Hadoop

Hadoop

Basic

The Hadoop open-source software framework is widely used for reliable, and scalable distributed computing on a cluster of machines.

This competency area includes understanding Single node cluster in a standalone mode, in pseudo-distributed mode, running shell commands to interface with HDFS, performing parallel processing tasks, among others. 

Key Competencies:

  1. Single node cluster in a standalone mode - Install Java environment, download the Hadoop jar and run Hadoop as a standalone process. Applicable for Operations, Developer.
  2. Single node cluster in pseudo-distributed mode - Configure SSH, format, and start the name node and data node daemons, configure and run the YARN process.

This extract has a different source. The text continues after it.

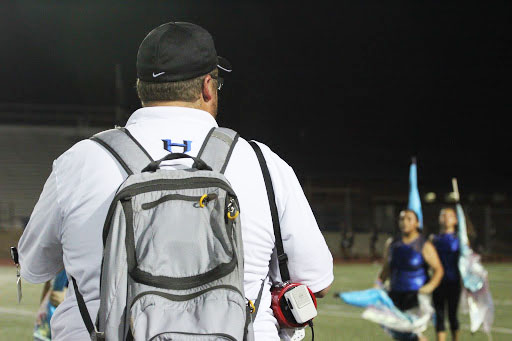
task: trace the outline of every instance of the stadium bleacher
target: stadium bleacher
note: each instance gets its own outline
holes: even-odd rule
[[[53,160],[76,141],[100,130],[96,127],[0,125],[1,227],[22,226],[51,172]]]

Applicable for Operations, Developer.
  3. Monitor cluster and jobs - Monitor name nodes and data nodes using the name node web interface, monitor resource usage using the ResourceManager. Applicable for Administration, Developer.
  4. Run shell commands to interface with HDFS - Run basic list and view commands on HDFS, run commands to store and read data from HDFS, copy files to and from Hadoop. Applicable for Operations, Developer.
  5. Perform parallel processing tasks using MapReduce - Set up the Mapper, Reducer classes to process data stored in HDFS, derive from the right base classes, set up the basic configuration to run MapReduce jobs. Applicable for Developer.
  6. Schedule and manage tasks with YARN - Use the FIFO scheduler, capacity scheduler, and fair scheduler, configure task queues and submit MapReduce tasks to a specific queue. Applicable for Administration, Developer.
  7. Set up and configure a Hadoop cluster on a cloud platform - Configure a simple Hadoop cluster using either Amazon EMR, Azure HDInsight, or Google Cloud DataProc. Applicable for Administration, Developer.
  8. Run MapReduce jobs on Hadoop on a cloud platform - Run MapReduce jobs on Amazon EMR, Azure HDInsight, or Google Cloud DataProc. Configure bucket storage rather than HDFS storage on the cloud. Applicable for Operations, Developer.